CHICAGO – In a racing career that spans nearly 40 years, yard work is the only reason Jeff Gordon has missed a start.
The four-time NASCAR champion was clearing vines off his family’s house in Pittsboro, Ind., as a teenager when he ran into a patch of poison ivy.
“It went into my blood system, and I got extremely allergic, my arm blew up, and I couldn’t bend it to turn the wheel,” Gordon said. “I’ve never missed a race since then.”
The Hendrick Motorsports driver, who has 10 races left in his 23rd and final full-time season in Sprint Cup, will tie Ricky Rudd’s record for consecutive starts in NASCAR’s premier series when he takes the green flag Sunday at Chicagoland Speedway for the 788th straight race in the No. 24 Chevrolet.
Gordon, 44, will break the mark the following week at New Hampshire Motor Speedway, though he understandably was leery about discussing it.

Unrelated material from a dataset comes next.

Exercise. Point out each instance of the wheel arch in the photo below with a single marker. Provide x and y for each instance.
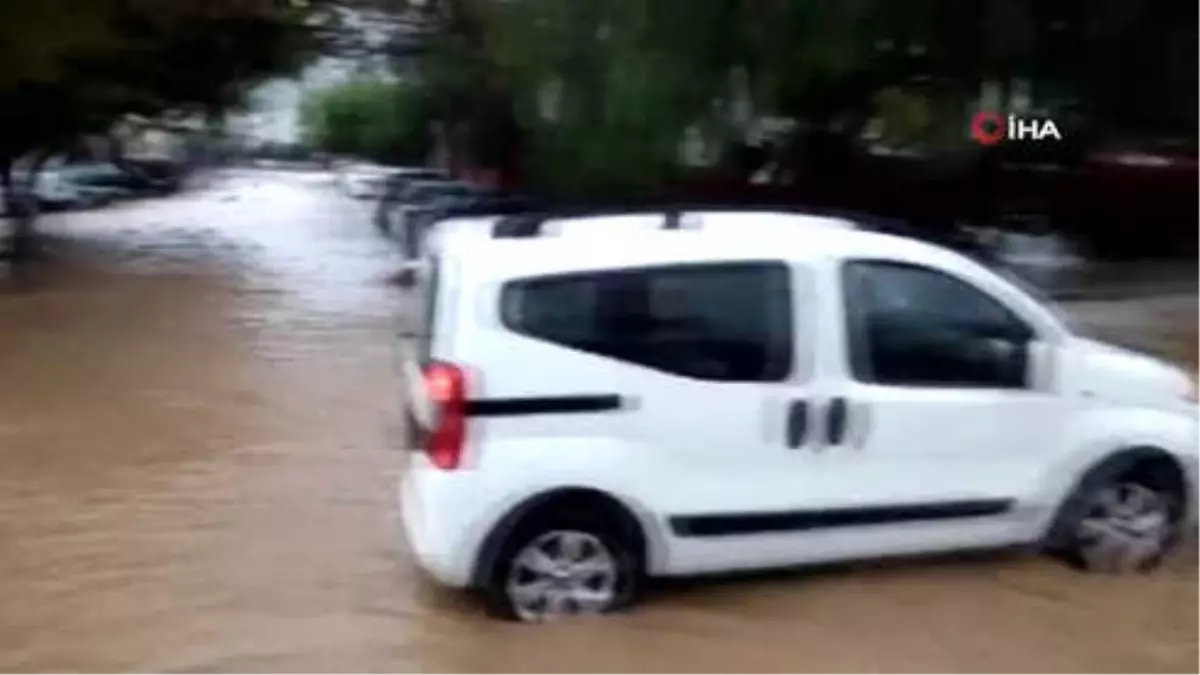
(631, 519)
(1158, 464)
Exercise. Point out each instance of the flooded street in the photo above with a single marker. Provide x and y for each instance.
(198, 449)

“I’ve got to get through this weekend first,” he said. “That’s one of those things where I feel a little strange talking about it because I do appreciate and respect the safety of this sport.
“(That) side can be taken away from you at any time. I want to break that record. I think it’s a huge accomplishment because it’s not easy to do. It’s easier today because the sport is safer. I look at Ricky Rudd and what he went through to make it. That is pretty extraordinary. I can’t quite compare that.”
Though there have been advancements such as SAFER barriers and head-and-neck restraint devices that have lessened the rate of driver injuries, Gordon still has endured his share of heavy impacts. His crashes into unprotected walls at Richmond International Raceway and Las Vegas Motor Speedway led both tracks to add sections of SAFER, an energy-absorbing technology that made its debut in 2002 and reduces the G forces felt by a driver in a wreck.
Gordon said his most fortunate moment came in the March 1999 race at Texas Motor Speedway, where he slammed the turn 4 wall after a right-front tire failure.
“That was no SAFER barrier, no HANS, and seats and seat belts were not what they are today,” Gordon said. “That could have been a very serious injury. It ended up being bruised ribs, and I was hurting.”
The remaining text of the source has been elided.